Election Fever

TV political ads 004I adopted an alien son last week. He looks like us, talks like us, but has slightly protruding ears and blueish pallor to his skin. He’s amazingly bright, already knows our language and is a voracious reader. Unfortunately, he’s a fish out of water on Earth, in America, and particularly here in Santa Fe.

From just one week driving around town and watching TV at home with me, he’s observed a lot and rattles off questions like there’s no tomorrow left in our universe. At first, I wondered why all the questions, but realized – unlike me, an eighteen year citizen of Santa Fe – he is still seeing things for the very first time.

As we drove down St. Francis Drive yesterday, he asked, “What are all those signs sticking out of the ground over there?”
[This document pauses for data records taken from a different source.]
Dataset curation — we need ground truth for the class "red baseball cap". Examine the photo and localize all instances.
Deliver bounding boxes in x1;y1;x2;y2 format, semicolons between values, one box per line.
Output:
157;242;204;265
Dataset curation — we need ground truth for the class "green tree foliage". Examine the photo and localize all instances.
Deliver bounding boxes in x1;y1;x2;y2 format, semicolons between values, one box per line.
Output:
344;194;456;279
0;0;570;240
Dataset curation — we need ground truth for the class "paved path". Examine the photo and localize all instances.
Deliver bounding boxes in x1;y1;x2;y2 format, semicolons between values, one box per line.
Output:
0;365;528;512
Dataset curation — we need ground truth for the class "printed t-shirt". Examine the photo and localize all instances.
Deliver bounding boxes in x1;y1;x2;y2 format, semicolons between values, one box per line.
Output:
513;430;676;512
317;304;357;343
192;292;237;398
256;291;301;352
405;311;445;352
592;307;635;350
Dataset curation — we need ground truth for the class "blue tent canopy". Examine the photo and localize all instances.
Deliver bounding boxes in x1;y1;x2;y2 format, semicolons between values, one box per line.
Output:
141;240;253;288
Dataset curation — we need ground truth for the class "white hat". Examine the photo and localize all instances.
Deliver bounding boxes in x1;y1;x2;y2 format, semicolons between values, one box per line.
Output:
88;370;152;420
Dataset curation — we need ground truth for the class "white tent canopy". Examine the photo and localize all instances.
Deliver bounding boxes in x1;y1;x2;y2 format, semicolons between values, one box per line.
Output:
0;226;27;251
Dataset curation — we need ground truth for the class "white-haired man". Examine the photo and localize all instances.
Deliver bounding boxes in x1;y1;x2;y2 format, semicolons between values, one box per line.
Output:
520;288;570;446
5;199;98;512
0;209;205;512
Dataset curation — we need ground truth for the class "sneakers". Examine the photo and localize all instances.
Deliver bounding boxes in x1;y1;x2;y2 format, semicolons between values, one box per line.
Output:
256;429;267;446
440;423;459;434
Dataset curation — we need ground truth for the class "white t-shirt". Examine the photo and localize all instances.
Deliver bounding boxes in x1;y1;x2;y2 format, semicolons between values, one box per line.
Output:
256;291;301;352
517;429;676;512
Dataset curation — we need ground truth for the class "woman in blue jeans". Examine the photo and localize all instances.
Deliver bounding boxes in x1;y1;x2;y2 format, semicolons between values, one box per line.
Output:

“Pictures of people running for political office in our upcoming elections.”

“Oh,” he said. “I have noticed some of these people are very attractive by Earth standards.”

“Well, yes, and sadly, some people vote solely on that criteria.”


“I suppose it’s because voters don’t know anything more about the candidates.”

“How could they not? I have seen 129 ads for political candidates on TV this week.”

“Right, but candidates don’t talk about themselves or the issues they stand for because they’d rather show how the other candidates have screwed up, whether they have or not.”

“Why do people believe these ads then?”

“I don’t really know.”

“When do we hear about what the candidates do stand for?”

“Sometimes in debates and sometimes in the newspapers.”

“Do people here read these newspapers?”

“Not so much.”

“Do they watch the TV?”

“Oh, yes. A lot.”

“Then people must know a tremendous amount about the candidates.”

“No, they don’t.”

“Even with the debates?”

“Well, there’s usually only a few of them, if that.”

“Then how do voters get to know the candidates and the issues, from these signs and all the political TV ads? I ask because New Mexico political candidates are spending 7.7 million on 177 hours of political ads for November’s Election Day.”

“How do you know that?”

“From these newspapers you speak of. I don’t understand who receives the 7.7 million dollars spent for TV and newspaper ads.”

“Advertising agencies mostly.”

“They must know a lot about the issues and what’s right for your planet. With all that money spent on campaigns, they must get a lot of people to vote.”

“No, because not everyone registers and only about half the voters get to the polls.”

“Then how are elections valid?”

“Look, that’s the way it works with elections and our two-party system.”

“You only have two parties, only two contrasting candidates?”

“Well, sometimes three, particularly if that third-party or voice has stumped for enough campaign contributions.”

“What would money have to do with it?”

“Oh ho-ho, let me tell you, without millions in fundraising, no one could win.”

“What is all this money spent on?”

“Advertising agencies, I suppose.”

“These advertising agencies seem very popular and powerful – smart, too. So, who makes these road signs of beautiful people?”

“Print shops, advertising agencies.”

My once stoic, alien son suddenly looked excited. He even rubbed his tiny hands together.

“Is anyone from an advertising agency running in these elections? I’d like to vote for him!”

“What? Even if you were old enough and an American citizen, you haven’t even heard the issues.”

“No one else has. I do not understand your logic.”


Filed under Blog, The Daily Thought

4 responses to “Election Fever

  1. Before long we’ll be electing our President solely by likes on Facebook.

  2. Nice piece. It’s Citizens United that has made things worse and it’s not going to get better until we have election reform and term limits. I’d like to see serving in office be like the Peace Corps, sign up for you r 2 or 6 year stint then leave. Money rules as it is now.

    But anyway thanks for your follow on my blog and I look forward to reading more. I’m a disillusioned boomer too. I keep asking What Happened to My Country?

    • Thanks, Sheila, so much for your response. It’s nice to meet you. And yes! I agree with bringing back some form of the Peace Corps, civil service, CC camps or whatever you want to call or structure young people’s service to country that is not military. I taught high school for 12 years and knew many student’s would have benefited far more from service than college at that time in their lives. Let’s talk more down the road.

  3. What a fun way to address some serious issues. I love your writing style.